People Change Their Tune

"How much nicer people are to you."

"My feet weren't 'wide' they were 'fat.'"

– LiZZygsu

"Have to agree. Lost 220 lbs, people make eye contact and hold open doors and stuff"

"And on the foot thing, I also lost a full shoe size numerically and also wear regular width now 😅"

– awholedamngarden

It's gonna take some getting used to.

Bones Everywhere

"Having bones. Collarbones, wrist bones, knee bones, hip bones, ribs. I have so many bones sticking out everywhere and it’s weird as hell."

– Princess-Pancake-97

"I noticed the shadow of my ribs the other day and it threw me, there’s a whole skeleton in here."

– bekastrange

Knee Pillow

"Right?! And they’re so … pointy! Now I get why people sleep with pillows between their legs - the knee bones laying on top of each other (side sleeper here) is weird and jarring."

– snic2030

"I lost only 40 pounds within the last year or so. I’m struggling to relate to most of these comments as I feel like I just 'slimmed down' rather than dropped a ton. But wow, the pillow between the knees at night. YES! I can relate to this. I think a lot of my weight was in my thighs. I never needed to do this up until recently."

– Strongbad23

More Mobility

"I’ve lost 100 lbs since 2020. It’s a collection of little things that surprise me. For at least 10 years I couldn’t put on socks, or tie my shoes. I couldn’t bend over and pick something up. I couldn’t climb a ladder to fix something. Simple things like that I can do now that fascinate me."

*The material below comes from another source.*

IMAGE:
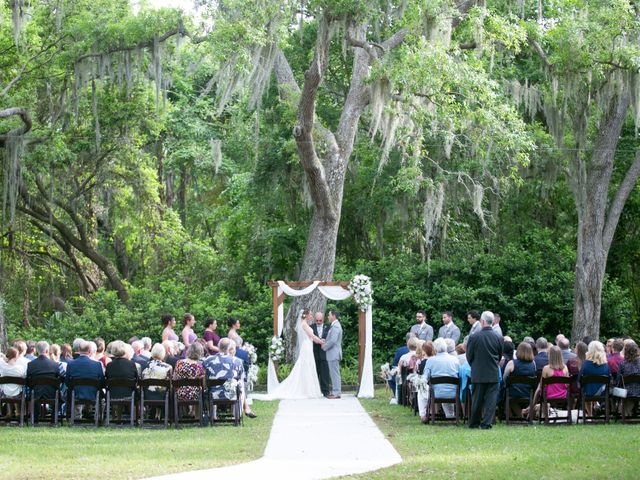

"Edit: Some additional little things are sitting in a chair with arms, sitting in a booth in a restaurant, being able to shop in a normal store AND not needing to buy the biggest size there, being able to easily wipe my butt, and looking down and being able to see my penis."

– dma1965

People making significant changes, whether for mental or physical health, can surely find a newfound perspective on life.

But they can also discover different issues they never saw coming.

That being said, overcoming any challenge in life is laudable, especially if it leads to gaining confidence and ditching insecurities.